Even if increases in provincial spending on health happen to match increased federal transfers, that proves nothing, since there is no way of knowing whether the provinces might have raised spending by that amount anyway. Indeed, even if the federal government spent the money itself, it could not be guaranteed of raising spending in the aggregate: As experience with the Millennium Scholarships showed, the provinces may well respond to increases in federal spending (in this case, on higher education) by cutting back on their own.

That leaves the other defence: that rather than throwing money at problems as of old, Mr. Romanow is, in the vogue phrase, “buying change.” He acknowledges that “Canada spends $100-billion a year on health care, but no one really knows if that money is used effectively.” Yet what does he propose to improve that situation? Does he advocate the creation of internal markets, as in the report of the Kirby committee? Would he revamp the way hospitals are funded, breaking out the costs of different services in order that competing providers might bid for government contracts? Would he experiment with medical savings accounts, allowing consumers to purchase less expensive forms of care out of their share of public funds?

No, nyet, and nein. To the suggestion that private providers, in particular, might have any role to play, even within a 100% publicly funded system, Mr. Romanow is as emphatic as he is closed-minded. “No!” the report shouts. “Not now, not ever.” And why? Because medicare is “a moral enterprise, not a business venture.”

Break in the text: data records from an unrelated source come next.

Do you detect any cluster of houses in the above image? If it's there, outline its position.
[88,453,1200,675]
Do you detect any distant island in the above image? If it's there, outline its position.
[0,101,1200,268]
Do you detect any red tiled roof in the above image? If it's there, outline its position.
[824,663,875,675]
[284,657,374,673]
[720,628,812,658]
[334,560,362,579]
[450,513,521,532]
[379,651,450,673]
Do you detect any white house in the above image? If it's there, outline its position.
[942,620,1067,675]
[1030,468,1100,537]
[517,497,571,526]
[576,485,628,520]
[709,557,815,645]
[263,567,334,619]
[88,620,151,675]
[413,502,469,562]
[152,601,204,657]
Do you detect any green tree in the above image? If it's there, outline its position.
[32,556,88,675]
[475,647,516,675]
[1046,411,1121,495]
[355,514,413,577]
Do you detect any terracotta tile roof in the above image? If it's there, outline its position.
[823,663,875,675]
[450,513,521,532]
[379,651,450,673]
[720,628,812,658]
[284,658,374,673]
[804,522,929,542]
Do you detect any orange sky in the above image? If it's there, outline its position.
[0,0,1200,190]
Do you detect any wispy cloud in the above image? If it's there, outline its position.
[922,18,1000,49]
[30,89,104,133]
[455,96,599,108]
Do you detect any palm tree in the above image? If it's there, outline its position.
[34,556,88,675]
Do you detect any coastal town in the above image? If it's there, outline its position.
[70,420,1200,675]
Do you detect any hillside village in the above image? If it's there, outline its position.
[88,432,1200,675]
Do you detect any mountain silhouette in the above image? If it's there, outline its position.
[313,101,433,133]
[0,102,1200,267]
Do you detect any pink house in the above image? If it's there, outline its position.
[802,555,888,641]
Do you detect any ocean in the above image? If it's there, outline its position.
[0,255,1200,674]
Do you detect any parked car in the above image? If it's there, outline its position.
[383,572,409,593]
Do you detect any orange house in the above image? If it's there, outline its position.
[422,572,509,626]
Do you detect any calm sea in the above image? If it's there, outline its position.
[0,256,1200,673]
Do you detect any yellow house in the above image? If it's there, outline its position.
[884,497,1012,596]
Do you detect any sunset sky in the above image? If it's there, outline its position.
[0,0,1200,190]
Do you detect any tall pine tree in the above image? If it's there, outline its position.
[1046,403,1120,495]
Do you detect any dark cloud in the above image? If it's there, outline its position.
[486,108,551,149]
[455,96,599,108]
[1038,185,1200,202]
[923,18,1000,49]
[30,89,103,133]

I was wrong: it’s not ideology so much as theology. Mr. Romanow might have maintained a principled insistence on certain social objectives, while showing some flexibility about the means by which these were to be achieved. He might have excluded certain means, for example user fees or a parallel private system, as being incompatible with the goal of accessibility. He might have even argued persuasively for public funding of home care and catastrophic drug costs, as Kirby does — both would save money, overall, by keeping people out of hospitals — if it were clear this was part of a market-oriented reform of the system as a whole.

But by his flat-out hostility to any involvement of private for-profit providers at any point in the health care system (the most he will allow is that they might be allowed to clean the towels or cook the meals) he reveals himself as a doctrinaire of the old school, obsessed as much with means as ends. He does not actually propose to nationalize the doctors — private, for-profit providers of health care — but his report is abundantly clear that no further incursions of private enterprise should be allowed.

“Where is the evidence,” he asks, that private care is cheaper? But that is not the question. No one is proposing to turn the whole system over to private providers — only that they should be allowed to compete. If they aren’t cheaper, they won’t win much business.

He isn’t buying change, in other words: he’s buying stasis. All that money for the provinces is to bribe them into banning private care, and otherwise keeping the system just the way it is, only more so. In place of market disciplines, costs are to be controlled by bureaucratic edict: a Health Care Council here, a Health Covenant there, greater use of information technology throughout. And for those suffering and dying waiting for treatment, he offers the ultimate in central-planning solutions: better-managed waiting lists!

How could he have got it so wrong? And how could I have been so wrong about him?